Elections at the Global Stage?

Global Elections Dingwerth

When OECD Secretary General Angel Gurría criticizes the Swiss government for its failure to adopt international tax standards, when Strasbourg tells the British that depriving prisoners of the right to vote violates European human rights law or when the UN Special Rapporteur on the Right to Education challenges Germany because migrant children face severe obstacles in its national school system, a fair share of the public response is usually Sorry, but who elected you?”

This reaction hints at two widely shared feelings: that international organizations matter in today’s world and that they suffer from a democratic deficit.” To cure the latter, every now and then a group of self-declared global democrats calls upon the UN, the WTO or some other organization to create a parliamentary assembly. If citizens could elect their own representatives, and if these representatives had a say in the decision-making process of the UN or the WTO, world politics would be a more democratic place. And practically speaking, the EU, the Council of Europe and the African Union already have parliaments. So why not make global organizations fit for democracy as well?

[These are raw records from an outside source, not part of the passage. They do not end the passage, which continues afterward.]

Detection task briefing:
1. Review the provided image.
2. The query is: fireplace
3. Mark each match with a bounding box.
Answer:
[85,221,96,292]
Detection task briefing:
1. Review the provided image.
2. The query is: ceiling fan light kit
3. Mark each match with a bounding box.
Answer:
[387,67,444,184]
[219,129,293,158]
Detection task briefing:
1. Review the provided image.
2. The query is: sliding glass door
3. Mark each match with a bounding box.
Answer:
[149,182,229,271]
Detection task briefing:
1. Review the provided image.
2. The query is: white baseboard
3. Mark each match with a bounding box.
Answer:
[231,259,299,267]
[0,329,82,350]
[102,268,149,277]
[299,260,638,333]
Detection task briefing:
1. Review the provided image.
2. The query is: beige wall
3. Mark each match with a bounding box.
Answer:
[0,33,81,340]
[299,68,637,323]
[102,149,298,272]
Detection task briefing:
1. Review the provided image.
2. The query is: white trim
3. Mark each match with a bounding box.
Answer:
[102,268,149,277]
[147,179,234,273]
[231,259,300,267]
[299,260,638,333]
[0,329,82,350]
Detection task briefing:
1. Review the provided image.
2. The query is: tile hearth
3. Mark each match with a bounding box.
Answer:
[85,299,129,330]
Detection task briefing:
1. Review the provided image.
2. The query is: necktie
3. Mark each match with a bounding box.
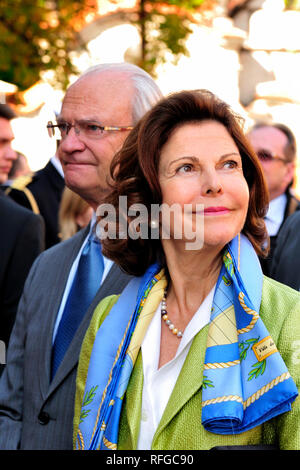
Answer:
[51,234,104,379]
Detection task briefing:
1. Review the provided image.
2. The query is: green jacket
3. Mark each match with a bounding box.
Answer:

This position has also been shared by Swiss MPs. In 2005, over 100 of them signed a letter in which they asked then-UN Secretary General Kofi Annan to consider the establishment of a UN parliament in his agenda for UN reform. At a 2007 press conference in support of the campaign, National Councillor Remo Gysin, a key figure in Switzerland’s campaign for joining the UN, explained that a UN parliament would address the UN’s democratic deficit by closing a gaping hole”: every municipality had a parliament but the UN did not. But is it really true that parliamentary assemblies would make international organizations more democratic? And if so, are they the best means to achieve that goal?